How are you connected to NYWS?

NYWS is in my neighbourhood. I live in North York, and I’ve worked here serving the women of North York as a Midwife for 5 years, so NYWS just feels like a direct extension of that. The women and trans folks who need NYWS are my neighbours, my clients, my community. Even if I’ve never met them as individuals. And because I work as a Midwife I see how vulnerable women are and I know just how often NYWS is needed by the women in this community.

What does community mean to you?

Community is a chosen family. Whether it’s who you choose to work with or for, who shares your religious or cultural beliefs or who shares the elevator with you in your building. These people often come into our lives in very mundane ways but become important figures in our lives as we connect and support each other over and over in big or small ways. The families we’re born into are important in representing where we come from, but the chosen families of the communities we join represent where we’ve taken ourselves which, to me, is even more important.

What is something you learned about yourself in the last year that you didn’t know before?
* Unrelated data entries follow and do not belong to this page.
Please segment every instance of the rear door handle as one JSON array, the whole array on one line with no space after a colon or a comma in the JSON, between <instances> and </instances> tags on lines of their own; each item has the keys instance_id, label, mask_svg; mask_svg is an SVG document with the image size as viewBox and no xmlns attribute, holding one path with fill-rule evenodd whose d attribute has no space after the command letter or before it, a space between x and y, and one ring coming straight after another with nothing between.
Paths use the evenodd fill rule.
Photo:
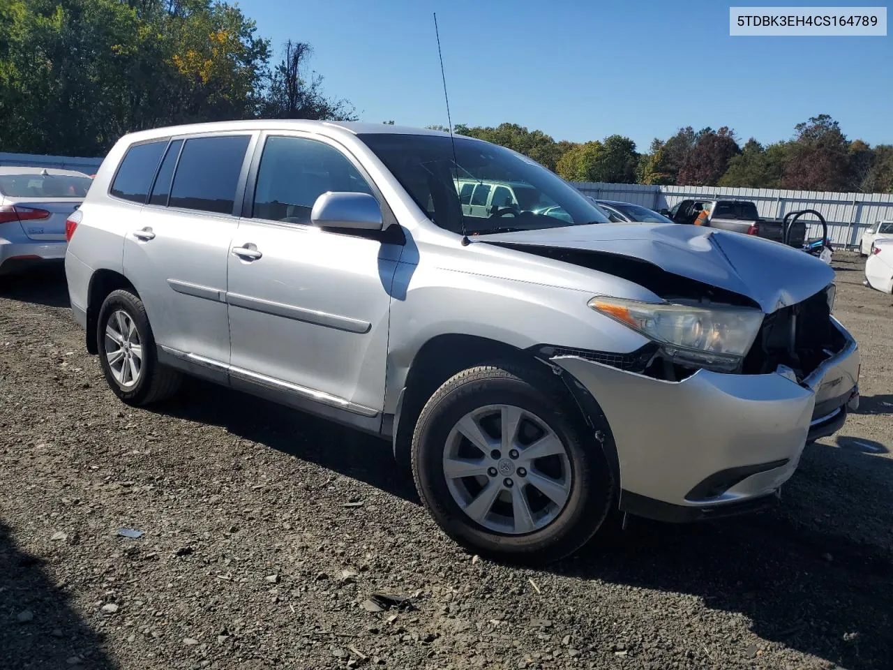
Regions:
<instances>
[{"instance_id":1,"label":"rear door handle","mask_svg":"<svg viewBox=\"0 0 893 670\"><path fill-rule=\"evenodd\" d=\"M137 239L141 239L144 242L148 242L150 239L155 239L155 234L152 232L152 229L148 226L144 228L142 230L134 230L132 235Z\"/></svg>"},{"instance_id":2,"label":"rear door handle","mask_svg":"<svg viewBox=\"0 0 893 670\"><path fill-rule=\"evenodd\" d=\"M263 255L253 244L246 244L244 247L233 247L232 255L238 256L244 261L256 261Z\"/></svg>"}]
</instances>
I’ve learned I really like throwing weights around the gym. It’s not a new activity, but after that last shut down I realized how much I actually enjoy it. I put on the loudest music I can find and tune everything out for an hour and trade pandemic fatigue for a much more satisfying muscle fatigue. It’s a bit cliché, but there you have it.

What inspires you?

People who show up inspire me. The healthcare and social service workers who have been putting out daily fires through this pandemic, who keep showing up and keep giving their time and energy. The people who have kept fighting the battles that got buried under the pandemic. The people who have just knuckled down and spent their energy moving us all forward together instead of dividing us or holding us back. The people who have held themselves together through lost wages, isolation and everything else. That’s inspiring.
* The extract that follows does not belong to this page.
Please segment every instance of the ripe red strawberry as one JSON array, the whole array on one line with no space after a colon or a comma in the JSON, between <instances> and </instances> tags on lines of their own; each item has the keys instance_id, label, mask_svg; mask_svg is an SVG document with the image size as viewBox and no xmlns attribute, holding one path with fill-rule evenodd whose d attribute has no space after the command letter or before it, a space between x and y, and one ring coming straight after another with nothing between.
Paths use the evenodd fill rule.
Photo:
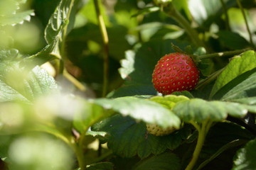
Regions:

Name 3 things you think our community needs right now?

I’ll really boil it down to one. Access.

In Toronto we have a lot of great services, with innovative programs. But accessing them is very haphazard. As a healthcare provider I know for a fact that I’ve forgotten about more mental health programs that have come across my desk than I’ve referred to. It’s just not possible to properly house and retrieve all of that information on top of the core clinical aspects of my job. We do have 2-1-1 which is great but the database is huge, often non-specific and in these pandemic days, may not be up to date with how services are delivered. We need a better, more integrated, and frankly more human touch point to really get the potential value out of all of this amazing work.

And we need to maintain access to essential healthcare. I’ve been asked so often if I’ve seen a rise in homebirths since the start of the pandemic and the answer is that it’s been the opposite. It’s not uncommon for folks who don’t have OHIP to choose a homebirth because hospital fees are a barrier. Financial safety is just as legitimate as medical safety and when the fees were removed I saw a difference. I saw clients choosing the care that was most appropriate, not just the care they could afford. We need to maintain that access.
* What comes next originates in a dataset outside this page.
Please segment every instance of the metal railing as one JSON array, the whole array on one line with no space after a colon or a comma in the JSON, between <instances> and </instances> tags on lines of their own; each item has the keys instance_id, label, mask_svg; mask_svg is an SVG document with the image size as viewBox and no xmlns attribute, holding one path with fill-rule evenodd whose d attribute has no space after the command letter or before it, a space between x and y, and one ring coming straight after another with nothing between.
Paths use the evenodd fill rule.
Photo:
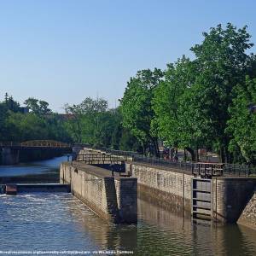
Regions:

And finally, for folks to access healthcare, there needs to be healthcare staff. And this is also an access issue. Access to adequately paying jobs for healthcare workers – most especially our nurses. Access to training and credentialling, and retraining to build on existing skills. Access to hospital privileges for non-physician healthcare providers. Hospitals have long been denying privileges to midwives and limiting our scope of practice. The result has been clients unable to access the healthcare that is most appropriate for them and trained healthcare professionals unable to access the career they trained for. It’s a story that’s repeated throughout the system.

The components of a better and healthier community are there, we just need better access to them.